Su breve declaración ocurrió ayer a la mañana ante las autoridades del Juzgado de Instrucción Tres, en el marco de la audiencia de declaración indagatoria. Allí, después de designar abogado defensor, el hombre escuchó formalmente las acusaciones en su contra y se lo imputó por el hecho.
La medida estaba pactada para el viernes, pero por cuestiones logísticas se postergó. Por ahora, el implicado seguirá detenido a la espera de determinaciones de la Justicia sobre su futuro.
Sólo el avance de la investigación y la incorporación de pruebas van a determinar su situación procesal.
Como viene informando este medio, hasta ahora el principal elemento que tiene la instrucción contra el implicado es la rueda de reconocimiento en la que participó el jueves. Como informó en la víspera este medio, fue señalado por la denunciante luego de ser detenido en el microcentro posadeño.

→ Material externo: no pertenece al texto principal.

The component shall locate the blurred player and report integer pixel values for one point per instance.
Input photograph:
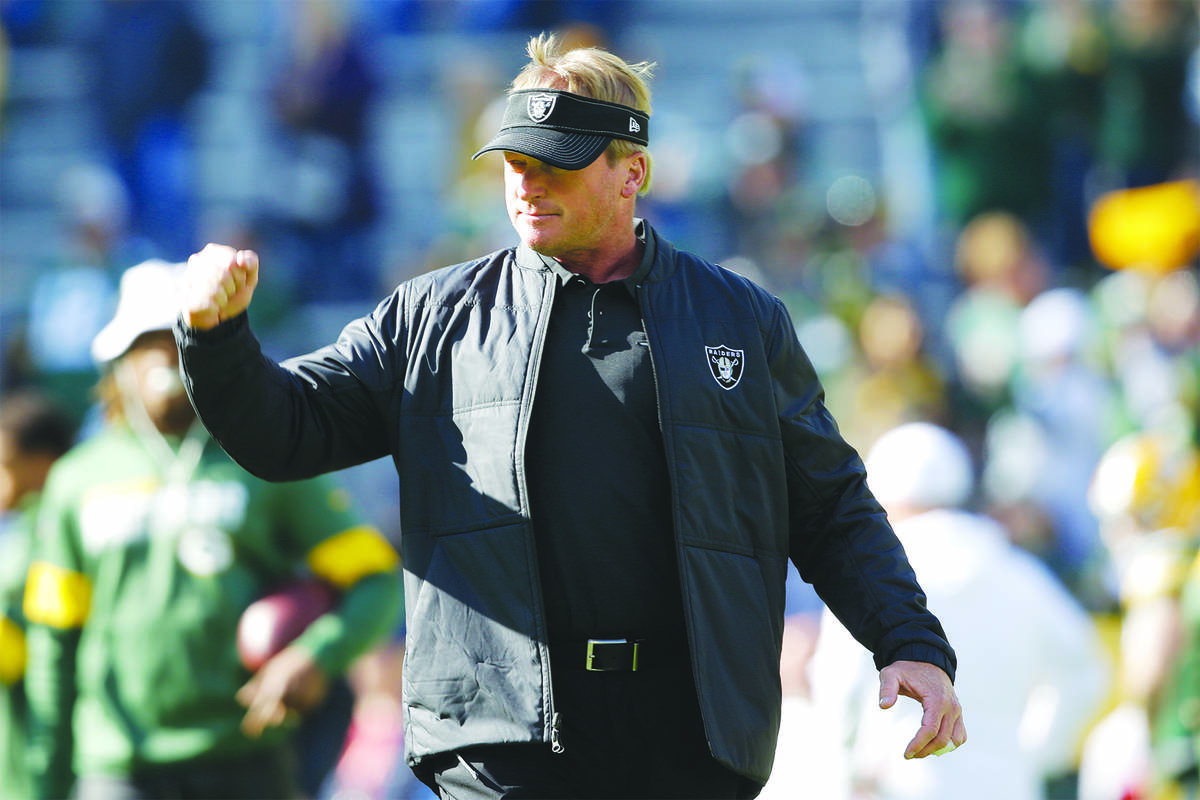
(34, 433)
(150, 545)
(1035, 668)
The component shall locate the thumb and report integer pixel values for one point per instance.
(889, 689)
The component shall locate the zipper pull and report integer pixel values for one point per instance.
(556, 744)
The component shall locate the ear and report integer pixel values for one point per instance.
(635, 175)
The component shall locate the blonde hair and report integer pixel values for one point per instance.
(592, 72)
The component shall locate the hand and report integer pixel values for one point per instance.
(941, 725)
(219, 283)
(287, 684)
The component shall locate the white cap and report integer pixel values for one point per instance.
(919, 464)
(1055, 324)
(150, 298)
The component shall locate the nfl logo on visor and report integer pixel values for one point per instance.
(725, 365)
(540, 107)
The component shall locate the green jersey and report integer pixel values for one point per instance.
(141, 573)
(16, 539)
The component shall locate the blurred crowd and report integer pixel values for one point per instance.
(1020, 271)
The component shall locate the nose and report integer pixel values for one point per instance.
(531, 184)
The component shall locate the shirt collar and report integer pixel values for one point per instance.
(643, 269)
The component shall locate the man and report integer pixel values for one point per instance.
(1035, 669)
(34, 433)
(150, 546)
(607, 449)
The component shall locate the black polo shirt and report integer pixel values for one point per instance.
(597, 473)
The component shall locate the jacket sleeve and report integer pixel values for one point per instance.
(840, 539)
(305, 416)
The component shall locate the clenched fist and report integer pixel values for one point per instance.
(219, 284)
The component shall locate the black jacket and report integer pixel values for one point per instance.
(441, 377)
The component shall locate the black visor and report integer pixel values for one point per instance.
(564, 130)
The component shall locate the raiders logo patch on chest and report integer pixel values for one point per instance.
(725, 364)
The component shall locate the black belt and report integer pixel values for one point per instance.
(618, 655)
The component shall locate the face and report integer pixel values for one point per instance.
(153, 364)
(21, 473)
(571, 215)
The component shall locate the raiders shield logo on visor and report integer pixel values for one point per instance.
(540, 107)
(725, 364)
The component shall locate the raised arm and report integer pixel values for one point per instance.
(313, 414)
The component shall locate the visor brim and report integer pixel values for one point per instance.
(556, 148)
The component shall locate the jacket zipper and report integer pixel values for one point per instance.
(645, 306)
(547, 301)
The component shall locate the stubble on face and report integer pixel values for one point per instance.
(574, 216)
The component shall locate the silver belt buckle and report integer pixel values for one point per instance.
(593, 643)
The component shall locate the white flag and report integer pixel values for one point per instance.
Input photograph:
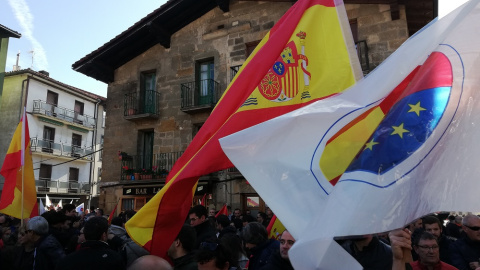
(400, 144)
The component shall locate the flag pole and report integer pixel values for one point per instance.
(22, 156)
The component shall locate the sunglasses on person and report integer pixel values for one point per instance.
(474, 228)
(209, 246)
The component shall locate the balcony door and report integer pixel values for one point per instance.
(146, 149)
(206, 72)
(147, 93)
(76, 144)
(48, 139)
(45, 176)
(52, 101)
(78, 118)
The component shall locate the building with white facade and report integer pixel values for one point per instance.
(66, 129)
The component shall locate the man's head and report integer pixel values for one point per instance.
(261, 217)
(70, 210)
(432, 225)
(286, 242)
(213, 256)
(254, 234)
(471, 226)
(426, 246)
(99, 212)
(237, 213)
(96, 229)
(222, 222)
(150, 262)
(184, 243)
(197, 215)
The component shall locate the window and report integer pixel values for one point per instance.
(78, 116)
(205, 81)
(73, 186)
(145, 148)
(52, 99)
(76, 144)
(45, 176)
(48, 139)
(127, 204)
(147, 92)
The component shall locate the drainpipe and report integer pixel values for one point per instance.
(23, 102)
(94, 143)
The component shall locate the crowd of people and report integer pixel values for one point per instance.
(65, 239)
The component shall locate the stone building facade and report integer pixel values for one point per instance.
(150, 121)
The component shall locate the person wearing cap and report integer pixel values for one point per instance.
(48, 251)
(465, 252)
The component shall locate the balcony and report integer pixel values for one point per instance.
(362, 52)
(51, 148)
(200, 95)
(141, 105)
(57, 186)
(59, 116)
(162, 163)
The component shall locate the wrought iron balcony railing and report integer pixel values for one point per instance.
(57, 186)
(155, 167)
(61, 149)
(142, 104)
(362, 52)
(200, 94)
(233, 71)
(63, 114)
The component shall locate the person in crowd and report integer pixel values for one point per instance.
(259, 246)
(237, 214)
(465, 252)
(213, 255)
(369, 251)
(181, 250)
(269, 214)
(69, 210)
(48, 251)
(417, 224)
(99, 212)
(20, 256)
(94, 252)
(224, 227)
(150, 262)
(280, 259)
(198, 219)
(262, 219)
(427, 248)
(454, 228)
(119, 240)
(433, 225)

Según detallaron fuentes policiales, el hombre fue aprehendido en las intersección de las calles Junín y La Rioja por efectivos de la División de Investigaciones, quienes estaban haciendo tareas de patrullajes e investigadores en relación de diferentes delitos contra la propiedad en la ciudad capital.

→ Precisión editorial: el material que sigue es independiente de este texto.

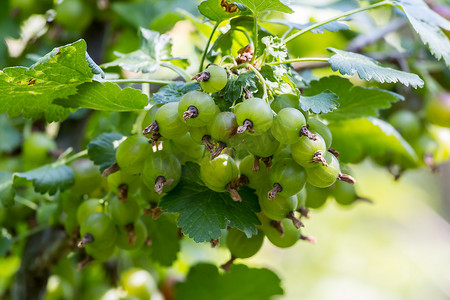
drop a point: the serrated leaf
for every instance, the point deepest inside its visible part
(174, 91)
(371, 136)
(204, 213)
(235, 86)
(331, 27)
(428, 24)
(204, 282)
(155, 48)
(7, 192)
(165, 243)
(102, 151)
(213, 10)
(259, 6)
(49, 178)
(275, 47)
(354, 101)
(349, 63)
(320, 104)
(31, 91)
(10, 137)
(105, 96)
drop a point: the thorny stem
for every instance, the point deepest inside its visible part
(304, 131)
(273, 192)
(88, 238)
(346, 14)
(192, 112)
(247, 126)
(219, 150)
(227, 266)
(290, 61)
(297, 223)
(334, 152)
(261, 79)
(319, 158)
(206, 139)
(256, 167)
(346, 178)
(205, 51)
(150, 128)
(160, 182)
(278, 226)
(123, 192)
(311, 239)
(161, 82)
(214, 242)
(304, 212)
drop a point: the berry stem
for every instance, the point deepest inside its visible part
(88, 238)
(297, 223)
(205, 51)
(219, 150)
(273, 192)
(192, 112)
(304, 131)
(160, 182)
(206, 139)
(346, 178)
(227, 266)
(278, 226)
(247, 126)
(150, 128)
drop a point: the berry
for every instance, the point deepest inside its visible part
(286, 177)
(254, 116)
(167, 123)
(98, 231)
(162, 171)
(323, 176)
(241, 246)
(214, 80)
(132, 152)
(309, 153)
(287, 125)
(196, 109)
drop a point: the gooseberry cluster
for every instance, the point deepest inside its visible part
(273, 148)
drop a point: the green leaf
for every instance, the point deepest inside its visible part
(235, 86)
(259, 6)
(31, 91)
(102, 151)
(371, 136)
(10, 137)
(49, 178)
(7, 192)
(204, 282)
(354, 101)
(428, 25)
(174, 91)
(155, 48)
(275, 47)
(163, 234)
(204, 213)
(349, 63)
(107, 97)
(322, 103)
(215, 12)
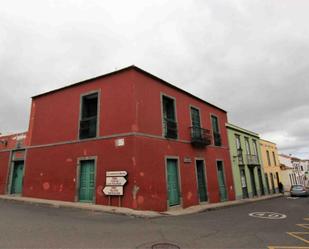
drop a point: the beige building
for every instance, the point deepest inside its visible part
(271, 165)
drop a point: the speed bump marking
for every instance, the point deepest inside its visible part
(306, 226)
(268, 215)
(300, 235)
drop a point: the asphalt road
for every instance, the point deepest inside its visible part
(30, 226)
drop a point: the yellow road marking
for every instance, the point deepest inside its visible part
(296, 235)
(306, 226)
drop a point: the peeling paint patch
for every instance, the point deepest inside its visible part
(134, 127)
(100, 190)
(46, 185)
(140, 200)
(134, 161)
(189, 195)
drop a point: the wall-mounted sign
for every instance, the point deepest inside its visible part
(113, 190)
(187, 159)
(114, 182)
(116, 173)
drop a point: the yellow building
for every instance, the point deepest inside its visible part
(271, 165)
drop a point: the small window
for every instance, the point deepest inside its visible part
(248, 150)
(274, 157)
(169, 118)
(89, 116)
(196, 123)
(215, 131)
(268, 157)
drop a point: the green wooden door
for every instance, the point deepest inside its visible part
(221, 182)
(253, 184)
(17, 177)
(202, 190)
(86, 181)
(172, 183)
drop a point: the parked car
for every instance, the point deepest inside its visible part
(299, 190)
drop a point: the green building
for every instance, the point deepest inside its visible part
(248, 174)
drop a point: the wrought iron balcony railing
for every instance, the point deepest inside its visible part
(170, 128)
(200, 137)
(252, 159)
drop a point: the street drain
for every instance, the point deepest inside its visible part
(165, 246)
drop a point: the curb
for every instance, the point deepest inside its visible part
(131, 212)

Se dijo que notaron actitudes sospechosas y que al tratar de identificarlo no contaba con documentación y no pudo justificar su presencia en el lugar, por lo que fue demorado. Luego, debido a que cumplía con las características físicas plasmadas en el identikit de la causa -realizado en base a las declaraciones de la víctima- fue trasladado a la ronda de reconocimiento.

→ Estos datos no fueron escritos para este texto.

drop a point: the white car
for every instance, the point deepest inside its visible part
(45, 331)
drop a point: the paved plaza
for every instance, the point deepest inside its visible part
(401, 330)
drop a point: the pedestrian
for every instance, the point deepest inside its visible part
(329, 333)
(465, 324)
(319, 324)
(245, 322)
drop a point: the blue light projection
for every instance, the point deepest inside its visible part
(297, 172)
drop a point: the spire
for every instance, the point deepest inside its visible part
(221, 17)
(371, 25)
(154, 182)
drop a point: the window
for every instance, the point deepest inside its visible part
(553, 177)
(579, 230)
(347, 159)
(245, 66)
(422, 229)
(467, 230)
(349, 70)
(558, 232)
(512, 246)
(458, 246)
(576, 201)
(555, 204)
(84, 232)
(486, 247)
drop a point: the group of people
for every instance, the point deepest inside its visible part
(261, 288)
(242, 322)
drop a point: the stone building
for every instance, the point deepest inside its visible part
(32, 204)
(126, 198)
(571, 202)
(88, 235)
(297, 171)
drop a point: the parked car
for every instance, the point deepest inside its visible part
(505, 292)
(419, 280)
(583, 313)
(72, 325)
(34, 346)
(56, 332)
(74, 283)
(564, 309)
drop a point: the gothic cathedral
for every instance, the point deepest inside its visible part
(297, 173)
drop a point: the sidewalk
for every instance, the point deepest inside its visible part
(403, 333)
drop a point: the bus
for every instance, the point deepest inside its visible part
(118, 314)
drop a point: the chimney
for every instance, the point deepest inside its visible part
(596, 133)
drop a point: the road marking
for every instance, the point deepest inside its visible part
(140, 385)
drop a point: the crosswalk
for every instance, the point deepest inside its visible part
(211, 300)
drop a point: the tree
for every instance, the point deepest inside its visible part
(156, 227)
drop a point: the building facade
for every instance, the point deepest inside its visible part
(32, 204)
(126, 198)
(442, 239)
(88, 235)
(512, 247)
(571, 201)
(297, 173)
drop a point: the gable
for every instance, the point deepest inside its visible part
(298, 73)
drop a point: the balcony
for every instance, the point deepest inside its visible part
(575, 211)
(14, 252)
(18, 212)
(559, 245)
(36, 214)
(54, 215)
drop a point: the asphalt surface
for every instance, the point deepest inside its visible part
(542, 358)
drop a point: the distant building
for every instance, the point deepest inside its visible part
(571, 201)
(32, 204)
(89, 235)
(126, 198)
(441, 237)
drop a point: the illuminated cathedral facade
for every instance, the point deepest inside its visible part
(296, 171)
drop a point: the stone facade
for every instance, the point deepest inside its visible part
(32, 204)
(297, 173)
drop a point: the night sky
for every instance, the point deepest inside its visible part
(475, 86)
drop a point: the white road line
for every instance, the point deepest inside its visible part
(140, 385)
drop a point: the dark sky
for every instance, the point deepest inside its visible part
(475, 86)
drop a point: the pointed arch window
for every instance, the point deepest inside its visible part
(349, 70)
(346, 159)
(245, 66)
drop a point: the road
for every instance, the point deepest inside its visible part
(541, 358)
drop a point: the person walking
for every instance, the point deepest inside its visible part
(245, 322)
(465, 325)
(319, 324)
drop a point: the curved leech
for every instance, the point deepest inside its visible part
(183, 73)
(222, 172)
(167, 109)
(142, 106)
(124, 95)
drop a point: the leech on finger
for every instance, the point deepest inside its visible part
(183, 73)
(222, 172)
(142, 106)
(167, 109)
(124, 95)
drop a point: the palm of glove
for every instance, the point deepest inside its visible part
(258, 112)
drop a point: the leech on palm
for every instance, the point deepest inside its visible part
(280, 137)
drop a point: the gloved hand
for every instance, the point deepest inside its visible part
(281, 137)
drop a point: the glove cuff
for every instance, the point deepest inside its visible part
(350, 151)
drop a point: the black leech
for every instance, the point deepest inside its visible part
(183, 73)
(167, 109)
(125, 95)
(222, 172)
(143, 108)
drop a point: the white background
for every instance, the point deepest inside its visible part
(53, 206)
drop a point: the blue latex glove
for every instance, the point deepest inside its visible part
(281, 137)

Es decir, una detención azarosa que terminó con un elemento de prueba de peso, aunque hay actores del proceso que dudan de este relato.
De todas formas, como se dijo, la prueba excluyente será el cotejo genético. Al detenido, como pasó con el otro demorado en el caso que luego fue liberado, la semana entrante le van a extraer muestras que serán comparadas con los rastros que dejó el abusador.
Investigación
El hecho investigado ocurrió en la madrugada del sábado 16 de octubre. Según la denuncia, la joven volvía de un boliche bailable hasta que un desconocido, cuchillo en mano, la abordó por detrás. Quiso resistirse, pero luego de un forcejeo terminó con la mano cortada y accedió a acompañar al desconocido que la sujetó y le dijo que iba a ser peor si intentaba algo.
A la fuerza fue llevada hasta una casa abandonada en cercanías de la avenida Lavalle y su intersección con Florencio Sánchez, donde el agresor concretó el ultraje. En un descuido, ella pudo escapar por la ventana y correr con todas sus fuerzas para ponerse a salvo.
La víctima hizo la presentación con su madre ante la Comisaría de la Mujer en el centro posadeño y desde entonces autoridades judiciales y policiales están abocadas a la investigación.
Todo indica que el depravado actuó con premeditación. Sólo una persona que conoce el lugar sabría que la casa estaba abandonada, pero además en el lugar había solamente un elemento: un colchón en el piso.
El relato de la joven es muy claro y coincidente con la escena. Apenas entraron al lugar el hombre la arrojó y concretó el ultraje. Luego, en el momento en que se acomodaba las prendas, la víctima vio su oportunidad de huir y ganar la calle. Fue también ahí que, por primera vez, pudo verle la cara.
Las primeras medidas del juez Fernando Verón fueron el recorrido por la zona para el relevamiento de las cámaras de seguridad, recorrido por el cual aún no se han informado novedades.
Pero paralelamente a esto, y casi como una medida protocolar, también se ordenó que los rastros del agresor sexual sean cotejados con el material genético de otras causas. Como informó este medio, debido al modus operandi, pesó la hipótesis de que podría tratarse del abusador serial que mató a Lucía Maidana y ultrajó a otras tres universitarias.
Esta medida, dijeron las fuentes, podría demorarse varias semanas más.